PASPA outlawed sports betting, with the exception of horse racing and jai alai (obviously), in most states. In classic, horse-trading style, carve outs were made for Oregon, Delaware, Montana, and Nevada. Even worse, the law prohibits states from “authorizing” sports gambling “by law,” which should be regarded as a violation of states’ rights protected by the Tenth Amendment—but the Third Circuit didn’t see it that way. The irony, of course, is that 44 states and 47 jurisdictions (D.C., U.S. Virgin Islands, and Puerto Rico) all have government-run lotteries, because evidently those governments are okay with gambling that benefits their budgets.
By overturning the restrictive federal ban on sports betting, states will be empowered to make their own decision about whether or not to allow it. If states were able to make their own laws about sports betting, areas where it is allowed could see economic growth sparked by increased tourism and an increase in betting-related jobs, as well as other industries springing up around this new frontier of economic possibility. Oxford Economics—one of the world’s leaders in global forecasting and quantitative analysis—has estimated that legal sports betting could add $14 billion to the national economy, generate up to $27 billion in total economic impact, and support 152,000 American jobs. In addition to these economic benefits, overturning such a ban would give states and local law enforcement the ability to oversee legal gambling, thus taking power from dangerous underground gambling rings.

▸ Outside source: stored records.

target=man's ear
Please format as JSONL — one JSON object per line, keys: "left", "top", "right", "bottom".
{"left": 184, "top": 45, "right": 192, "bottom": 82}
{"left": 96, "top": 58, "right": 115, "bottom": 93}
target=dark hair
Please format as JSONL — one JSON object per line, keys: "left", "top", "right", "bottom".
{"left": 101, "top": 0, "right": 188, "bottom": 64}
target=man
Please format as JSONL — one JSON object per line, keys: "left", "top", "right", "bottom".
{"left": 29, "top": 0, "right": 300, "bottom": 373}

At its root, this is an issue of federalism; people in cities and towns across America should be able to decide for themselves if sports betting is something they want for their communities. Many of them do; nearly 7 in 10 Americans believe that the issue should not be left to the federal government, and 72 percent of avid sports fans support the legalization of sports betting.
This concern is becoming more relevant as states move to classify fantasy sports leagues as “sports betting” under PASPA and prevent a growing American pastime from thriving in an open, legal market. From 2007 to 2016, 37.6 million people in the U.S. and Canada started playing fantasy sports. As of 2016, a total of 57.4 million people in both countries take part in them. Widespread participation in casual betting extends well beyond fantasy sports websites: during this year’s NCAA March Madness, 70 million brackets were filled out, with people placing a total of $10.4 billion in bets, of which only 3 percent were made legally. Even former presidential candidate Mitt Romney got in on the action in 2015’s March Madness (and nearly had the best bracket in the country).
Clearly, people have not stopped betting because of PASPA; on the contrary, these legally ambiguous arrangements are becoming even more popular and lucrative. The line between legal and illegal is increasingly difficult to define, if not arbitrary. In states that are cracking down on fantasy sports leagues, the leagues are considered “chance based” rather than “skill based.” If a fantasy sports player researches draft picks, checks injury reports, or consults expert opinions, are they merely leaving it to chance? There are surely players who play randomly, with no thought to strategy, but does this justify outlawing such a popular practice over a semantic difference between “chance” and “skill?”
As evidenced by the nation’s annual tradition of March Madness office pools, average people want to bet on sports. It should not be a crime for a regular person to put $5 on the game. Big government bans and one-size-fits-all legislation are ineffective, and states, localities, and individuals should be empowered by repealing the federal ban on sports betting.
(Thanks to legal intern Patrick Moran for assistance with this post.)